A : Tu proposes des prod’ déjà conçues ou tu agis sur commande ?

N : Je proposais jusqu’alors mais je veux justement m’orienter vers un travail en commun avec les artistes. Par exemple, l’autre jour, j’étais avec Hyacinthe, on taffe les prod’ ensemble. Avec Nemir, aussi. J’ai un petit home studio, c’est plus simple.

A : On a l’impression que Némir a un peu disparu de la circulation alors qu’il était très en vue et suscitait beaucoup d’espoir il y a deux ou trois ans…

N : Je pense qu’il a pris son temps en fait. Il a eu un gros buzz, ce qui l’a amené à signer. Et à la signature, il a demandé à ne pas avoir de deadline, à pouvoir sortir son premier album quand il le souhaite. Il m’a dit avoir enregistré quatre albums et qu’aucun ne lui correspondait. Son souci, c’est qu’il aime beaucoup de choses et peut donc aller dans plein de directions musicales. Le risque à la fin, c’est de prendre du temps pour se trouver. Il y a des gens qui ne savent faire qu’un seul style de rap, c’est donc plus simple pour eux de trouver un fil conducteur. Nemir aime tant de choses différentes… Je n’ai rien produit pour son premier album, je crois qu’il n’y a que En’zoo. Mais on a fait des trucs ensemble pour le suivant peut-être, pour le plaisir de faire de la musique en tout cas. Personne ne sait où ça finira. C’est davantage le plaisir de l’instant qui compte. Pareil pour Hyacinthe. Une fois, il est arrivé avec une idée de mélodie qu’il avait enregistré sur son Iphone dans le métro, il me l’a chantée, j’ai tout composé par dessus en fonction de la mélodie et boum, en quelques heures, j’avais la prod’ et lui le texte. C’est plus fun que de faire des prod’ tout seul chez moi et les envoyer par mail à des rappeurs. La technologie fait qu’on peut rapidement tendre vers cet assemblage de travaux solitaires, qui manque de vie.

« Il faut parfois désapprendre la technique. »

A : Comment se met en place le processus créatif chez toi ?

N : Je ne suis pas très productif. J’aime bien avoir ce que j’appelle un « signal ». Quelque chose qui déclenche le processus créatif. Un sample, une discussion, un film… J’essaie de provoquer ces instants maintenant que c’est mon métier. Je reste davantage devant mes machines à chercher, à pianoter… Il faut savoir saisir l’inspiration en cherchant des notes… Je sais que j’ai raté plein d’instru’ en ne saisissant pas l’instant. Mais ce n’est pas grave, les bonnes idées ne meurent pas.
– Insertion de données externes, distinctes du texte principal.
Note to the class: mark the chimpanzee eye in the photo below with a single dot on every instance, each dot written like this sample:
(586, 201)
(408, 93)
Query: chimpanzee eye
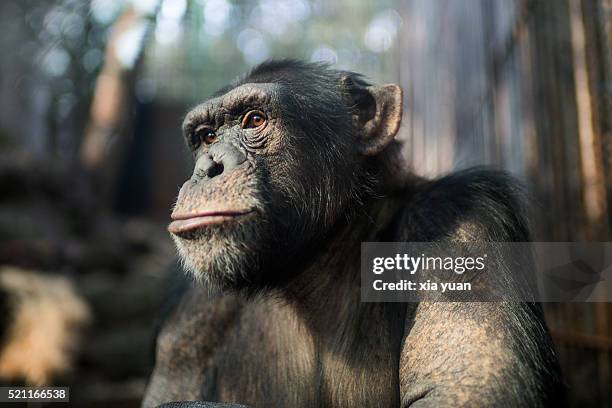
(253, 119)
(205, 134)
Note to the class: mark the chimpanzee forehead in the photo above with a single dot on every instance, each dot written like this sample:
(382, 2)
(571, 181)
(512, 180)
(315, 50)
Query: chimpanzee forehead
(236, 100)
(245, 93)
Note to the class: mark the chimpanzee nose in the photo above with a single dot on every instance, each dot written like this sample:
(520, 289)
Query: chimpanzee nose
(219, 159)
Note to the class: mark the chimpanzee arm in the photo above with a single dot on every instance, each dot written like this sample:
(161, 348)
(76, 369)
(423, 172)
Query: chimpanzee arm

A : Il y a une différence entre produire pour soi et pour les autres ?

N : C’est semblable dans le sens où j’utilise toujours les mêmes machines, j’ai des sensations similaires. Mais, quand je fais mes EP, je suis le capitaine. Quand je bosse pour un rappeur, même si c’est moi qui réalise le titre, le capitaine reste le rappeur. Peut-être qu’aux Etats-Unis, c’est différent. Sans doute qu’un Dre dit à Kendrick comment il faut faire. Je peux le dire aussi mais je suis toujours au service de l’artiste. Tu es obligé de faire des concessions. A un moment, le rap français me saoulait un peu. Mais j’ai du mal à m’en détacher finalement, je kiffe encore.

A : Quels sont tes goûts en rap français justement ?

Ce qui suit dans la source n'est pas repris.